Dat de zesenzestig boeken van de Bijbel één geheel vormen is te danken aan het feit, dat de schrijvers door de Geest van God werden geïnspireerd.
Hoe dat gebeurde weten we niet, dan zouden we namelijk zelf de werking van de inspiratie hebben moeten meemaken. Toch weten we er wel iets van, doordat namelijk de Schrift zelf er iets over onthult.
We moeten er dan wel aan denken dat het Bijbels begrip “inspiratie” of “ingeving” iets anders is dan wat we in het gewone spraakgebruik eronder verstaan.
Zo zegt men bijvoorbeeld dat een schilder door een bepaald voorval geïnspireerd werd tot het maken van een schilderij. En bij het bedenken van spelletjes kan je soms een goede ingeving krijgen. Het Bijbelse begrip “inspiratie” gaat echter veel verder.
We zullen eens een paar teksten nagaan die met ons onderwerp te maken hebben.

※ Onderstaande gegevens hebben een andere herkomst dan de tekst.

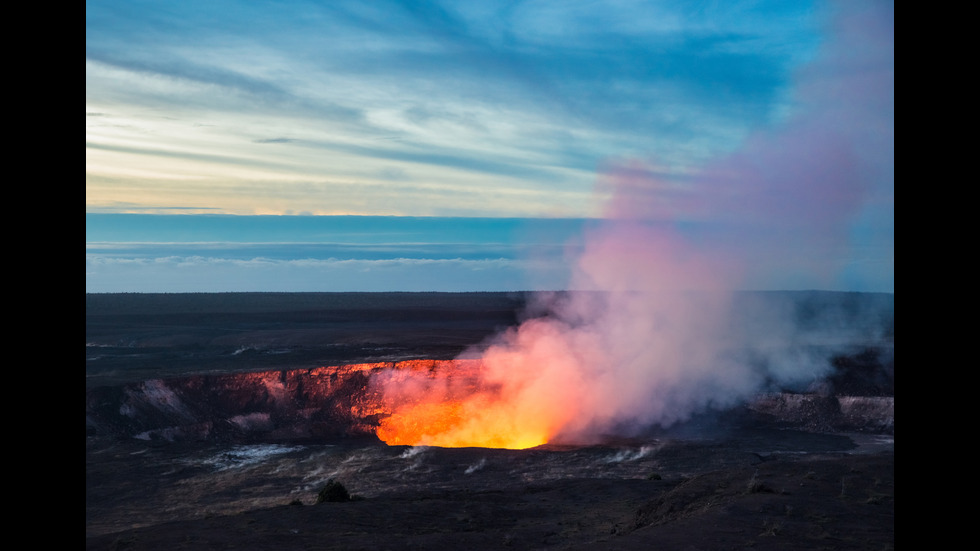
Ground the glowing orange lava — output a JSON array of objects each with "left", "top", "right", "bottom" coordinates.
[{"left": 373, "top": 360, "right": 555, "bottom": 449}]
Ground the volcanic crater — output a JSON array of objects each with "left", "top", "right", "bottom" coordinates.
[{"left": 86, "top": 293, "right": 894, "bottom": 549}]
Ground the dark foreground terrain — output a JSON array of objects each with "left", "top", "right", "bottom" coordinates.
[{"left": 85, "top": 293, "right": 895, "bottom": 550}]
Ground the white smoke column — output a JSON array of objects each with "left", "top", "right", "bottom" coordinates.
[{"left": 470, "top": 3, "right": 893, "bottom": 441}]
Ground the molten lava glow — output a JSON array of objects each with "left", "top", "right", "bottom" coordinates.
[{"left": 373, "top": 360, "right": 559, "bottom": 449}]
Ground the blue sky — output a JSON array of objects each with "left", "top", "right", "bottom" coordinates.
[{"left": 86, "top": 0, "right": 894, "bottom": 292}]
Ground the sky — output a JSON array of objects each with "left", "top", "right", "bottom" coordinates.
[{"left": 85, "top": 0, "right": 894, "bottom": 292}]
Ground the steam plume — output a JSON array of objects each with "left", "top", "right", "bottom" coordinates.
[{"left": 372, "top": 3, "right": 894, "bottom": 447}]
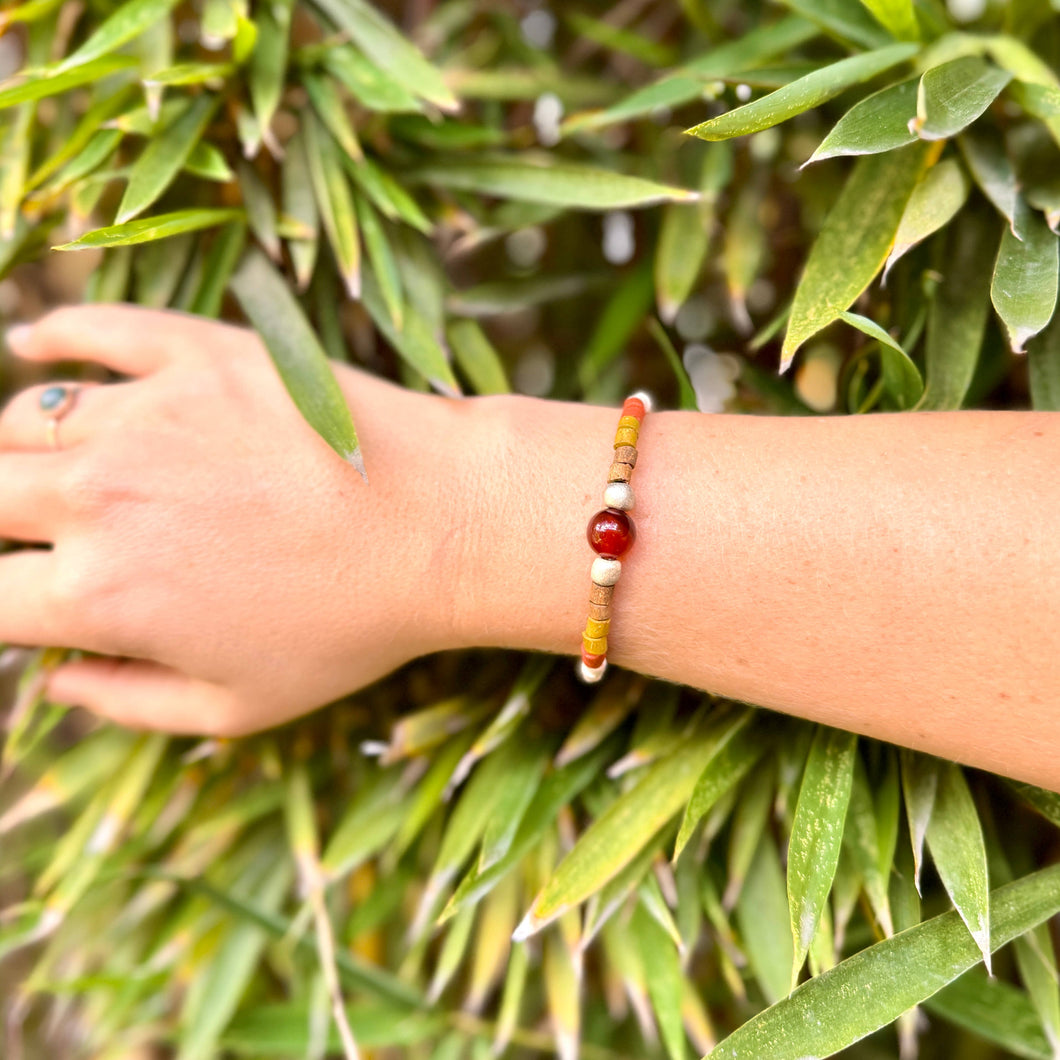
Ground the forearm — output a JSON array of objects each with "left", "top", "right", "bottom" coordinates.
[{"left": 460, "top": 399, "right": 1060, "bottom": 789}]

Als we de profetische boeken van het Oude Testament opslaan komen we daar regelmatig de uitdrukking tegen “Zo zegt de Here” (zie b.v. Amos 1:3, 6, 9, 11, 13; 2:1, 4 enz.). De profeten wisten dus dat wat ze spraken en opschreven hen door God gegeven was om uit te spreken. Dat betekent niet, dat ze automatisch weergaven wat God hen innerlijk aangaf. Het ging niet buiten hen om, maar door hen heen. In het Nieuwe Testament wordt deze werking van God in de profeten als volgt beschreven:
“Dit moet Gij vooral weten, dat geen profetie der Schrift een eigen machtige uitlegging toelaat; want nooit is profetie voortgekomen uit de wil van een mens, maar, door de Heilige Geest gedreven, hebben mensen van Godswege gesproken” (2 Petr. 1:20, 21).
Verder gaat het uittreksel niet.